Ce constat émane de scientifiques de l’Institut fédéral de recherches sur la forêt, la neige et le paysage (WSL). Ils ont présenté les conclusions de leurs travaux dans un numéro spécial du journal de la Société forestière suisse, indique le WSL mardi.
Le nombre de jeunes arbres a augmenté sur le versant nord des Alpes après une série de tempêtes. Dans les Alpes centrales et sur leur versant sud, en revanche, les populations de jeunes arbres se sont nettement contractées. Cette diminution a été causée par le manque de lumière dans des forêts trop anciennes et les dégâts engendrés par les animaux sauvages.
La composition des forêts varie fortement d’une région à l’autre. Au nord des Alpes, les jeunes feuillus sont les plus nombreux. Dans les Alpes centrales, ce sont les résineux qui dominent. Il existe aussi des différences entre les régions de montagnes et la plaine.
Rôle protecteur moindre
En basse altitude, les épicéas, des arbres importants sur le plan économique, souffrent de la sécheresse, alors que des essences qui résistent au changement climatique ne sont pas encore présentes partout. En montagne, de vieilles populations d’arbres réduisent le rôle protecteur de la forêt contre les dangers naturels.

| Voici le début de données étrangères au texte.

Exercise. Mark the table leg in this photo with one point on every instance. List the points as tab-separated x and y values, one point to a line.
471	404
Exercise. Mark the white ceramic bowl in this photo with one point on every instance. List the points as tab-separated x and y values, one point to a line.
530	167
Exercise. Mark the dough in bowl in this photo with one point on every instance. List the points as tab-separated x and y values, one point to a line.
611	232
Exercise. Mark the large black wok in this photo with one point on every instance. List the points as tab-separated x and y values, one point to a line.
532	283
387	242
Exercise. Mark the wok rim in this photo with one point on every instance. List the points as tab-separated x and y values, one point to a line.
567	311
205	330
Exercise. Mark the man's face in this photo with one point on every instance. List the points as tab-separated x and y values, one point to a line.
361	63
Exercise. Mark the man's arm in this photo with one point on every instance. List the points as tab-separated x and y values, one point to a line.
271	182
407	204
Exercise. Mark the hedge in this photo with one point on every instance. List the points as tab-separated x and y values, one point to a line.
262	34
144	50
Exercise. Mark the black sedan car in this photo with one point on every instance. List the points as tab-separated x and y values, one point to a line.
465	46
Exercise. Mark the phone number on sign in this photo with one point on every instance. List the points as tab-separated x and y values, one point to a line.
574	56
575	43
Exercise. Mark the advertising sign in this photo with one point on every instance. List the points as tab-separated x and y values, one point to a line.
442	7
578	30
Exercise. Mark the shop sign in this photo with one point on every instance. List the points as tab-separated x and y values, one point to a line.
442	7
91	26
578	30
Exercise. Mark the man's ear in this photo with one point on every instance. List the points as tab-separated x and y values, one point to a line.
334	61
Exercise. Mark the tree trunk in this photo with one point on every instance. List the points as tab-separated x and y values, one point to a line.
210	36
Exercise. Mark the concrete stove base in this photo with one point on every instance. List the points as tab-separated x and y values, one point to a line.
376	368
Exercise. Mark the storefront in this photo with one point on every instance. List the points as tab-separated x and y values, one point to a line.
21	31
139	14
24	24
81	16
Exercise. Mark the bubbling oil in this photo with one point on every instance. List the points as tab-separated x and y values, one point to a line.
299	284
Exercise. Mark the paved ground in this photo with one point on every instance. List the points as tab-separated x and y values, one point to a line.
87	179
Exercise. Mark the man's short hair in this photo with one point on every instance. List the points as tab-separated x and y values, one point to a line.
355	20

>> Lire aussi : Les forêts freinent mieux les avalanches quand elles dépassent nettement le manteau neigeux et Dix mille arbres bientôt plantés en Valais pour contrer les avalanches
Selon le WSL, cette évolution est problématique en regard du changement climatique. Des événements extrêmes comme des épisodes de sécheresse ou l’invasion de bostryches soulignent la vulnérabilité des forêts actuelles.
La plantation de jeunes arbres provenant d’essences adaptées au climat relève donc d’une mission prioritaire, estime le WSL.